Öncelikle kitabın son zamanlarda okuduğum en iyi iktisat kitabı olduğunu söyleyebilirim. Kitabın genelinde ana akım iktisadın eleştirisi yapılmaktadır. Özellikle Friedman”la birlikte merkeze yerleşen para politikası ve merkez bankalarının önemi artarken, maliye politikalarının geri plana itilmesinin ekonomiler üzerinde yarattığı yıkıcı etkiler anlatılmaktadır. Yazar kitapta özellikle 2008-2009 ekonomik çöküşünün sağlam bir analizi sunuyor.

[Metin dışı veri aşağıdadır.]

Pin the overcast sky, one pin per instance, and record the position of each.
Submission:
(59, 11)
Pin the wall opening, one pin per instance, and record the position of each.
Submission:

Günümüzün en seçkin politik iktisatçılarından Skidelsky, okurları Keynes’in “büyük fikir”inin temel unsurlarıyla tanıştırmayı ve iktisadın katı bir bilim olmadığını göstermeyi; ayrıca gelecek nesil iktisatçıları kavramsal hapishanelerinden kurtulmaları ve para ve devlete hak ettikleri rolleri vermeleri için cesaretlendirmeyi amaçlıyor. Makroekonomiyi yeniden bir analiz birimi haline getirerek okurlara 2008-2009 ekonomik çöküşünün Keynesyen çözümlemesini sunan ‘Para ve Devlet’, iktisat biliminin geçmişine, geleceğine ve nasıl değişmesi gerektiğine dair eleştirel bir inceleme.
Kitaptan Bazı Kısımlar;
- 2008 çöküşünün nedeni özel borç birikimiydi; bu da büyük oranda borç verenler tarafındaki sahtekârlıkla borçlananlar tarafındaki miyopluğun bir sonucuydu.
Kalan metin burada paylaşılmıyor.